La richiesta di alloggi
Credo sia importante che la stampa nazionale evidenzi le necessità e il disagio degli studenti universitari. È un segno di attenzione che dovrebbe andare ben oltre le proteste di questi giorni circa la difficoltà ad accedere ad alloggi a prezzi abbordabili. Credo sia compito prioritario dell’informazione, tuttavia, inquadrare i problemi e leggere i fenomeni in un contesto più ampio.
Innanzitutto serve una riflessione su cosa sia l’esperienza universitaria. Le università sono comunità di discenti e di docenti che vivono e crescono grazie all’incontro. Dopo la drammatica parentesi del Covid e delle lezioni a distanza, è sacrosanto che vi sia la richiesta di frequentare in presenza gli Atenei. Aggiungerei anche che il periodo universitario corrisponde spesso con il momento di distacco dalla famiglia di origine, salutare e necessario. Vi sono giovani che scelgono volutamente università lontane da casa, per l’opportunità di sperimentare l’indipendenza, che purtroppo nella nostra società si raggiunge troppo tardi, con conseguenze molteplici, non ultime sulla possibilità di farsi una famiglia. Ebbene come si può frequentare un’università fuori sede?

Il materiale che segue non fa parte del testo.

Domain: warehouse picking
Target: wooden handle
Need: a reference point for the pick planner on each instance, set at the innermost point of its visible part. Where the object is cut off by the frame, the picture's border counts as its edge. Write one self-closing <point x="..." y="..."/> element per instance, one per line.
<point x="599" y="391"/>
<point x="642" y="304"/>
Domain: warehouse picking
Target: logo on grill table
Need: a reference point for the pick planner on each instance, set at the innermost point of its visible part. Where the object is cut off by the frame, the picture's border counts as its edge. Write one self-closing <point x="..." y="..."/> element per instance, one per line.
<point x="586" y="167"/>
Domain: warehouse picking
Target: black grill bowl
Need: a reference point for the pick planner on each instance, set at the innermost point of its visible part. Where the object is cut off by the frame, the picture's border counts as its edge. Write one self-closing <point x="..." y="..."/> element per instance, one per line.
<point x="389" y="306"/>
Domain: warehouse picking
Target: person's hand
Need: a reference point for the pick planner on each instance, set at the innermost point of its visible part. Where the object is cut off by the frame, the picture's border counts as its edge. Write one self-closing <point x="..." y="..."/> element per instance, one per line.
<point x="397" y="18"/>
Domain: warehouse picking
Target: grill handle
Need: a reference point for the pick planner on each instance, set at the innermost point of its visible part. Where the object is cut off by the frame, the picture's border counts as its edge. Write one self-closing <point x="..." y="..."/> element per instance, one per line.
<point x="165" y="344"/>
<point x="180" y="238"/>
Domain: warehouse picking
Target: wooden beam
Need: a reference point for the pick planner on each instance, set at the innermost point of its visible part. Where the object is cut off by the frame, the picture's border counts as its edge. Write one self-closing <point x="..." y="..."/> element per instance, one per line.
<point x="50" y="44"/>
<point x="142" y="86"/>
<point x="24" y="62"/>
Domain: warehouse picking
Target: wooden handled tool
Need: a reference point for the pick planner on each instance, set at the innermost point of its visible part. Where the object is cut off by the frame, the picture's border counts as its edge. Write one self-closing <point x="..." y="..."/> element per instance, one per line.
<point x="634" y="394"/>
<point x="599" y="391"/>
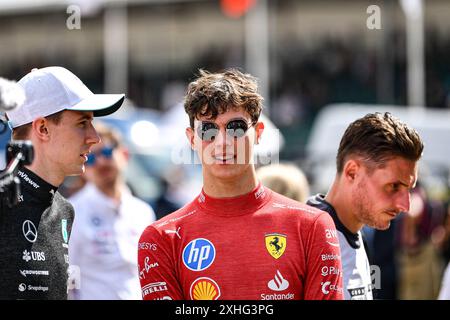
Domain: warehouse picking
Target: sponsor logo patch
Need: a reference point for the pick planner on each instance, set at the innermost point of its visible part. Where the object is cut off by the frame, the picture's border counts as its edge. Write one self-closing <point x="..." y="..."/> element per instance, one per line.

La soluzione dei collegi è quella direi preferibile: non dimentichiamo che a Brescia ve ne sono alcuni, tra cui un collegio di merito dell’Università degli Studi. In quei contesti si sviluppano delle opportunità di scambio e di approfondimento culturale uniche, che completano l’esperienza universitaria. Il Pnrr ha messo a disposizione risorse non banali per le residenze e anche l’Università di Brescia ne ha goduto, facendone la terza migliore università in Lombardia (31,25 studenti per posto alloggio, contando soltanto le residenze universitarie e non i collegi privati), dietro solo a Bocconi e Politecnico di Milano.
Vi sono poi le soluzioni presso ospitalità privata, spesso presso appartamenti in condivisione. In questo caso è evidente che gli studenti si devono confrontare con un libero mercato che è influenzato da molteplici fattori e in alcuni casi, come per Bologna, dall’oggettiva scarsità di offerta.
Cosa si può fare? Innanzitutto innalzare gli stanziamenti per il diritto allo studio, mai sufficienti nemmeno a coprire le borse di studio per gli aventi diritto. Le università suppliscono con risorse proprie a questa carenza. Stabilizzare poi le risorse per l’edilizia universitaria, anche dopo il Pnrr, per aumentare il numero di residenze. Se contabilizziamo l’impatto economicamente positivo della presenza di universitari per l’economia delle nostre città ci accorgeremo che si tratta di un’operazione a somma positiva.
Più difficile l’intervento sul mercato degli alloggi. Per questa finalità è necessaria fantasia, per introdurre un meccanismo assimilabile al social housing, che possa riguardare anche affitti a breve termine. Le relative volumetrie sono recuperabili in molte città anche da interventi di riqualificazione dell’edilizia esistente, incentivando le proprietà a ristrutturare a fronte della riserva di alloggi ad affitti calmierati.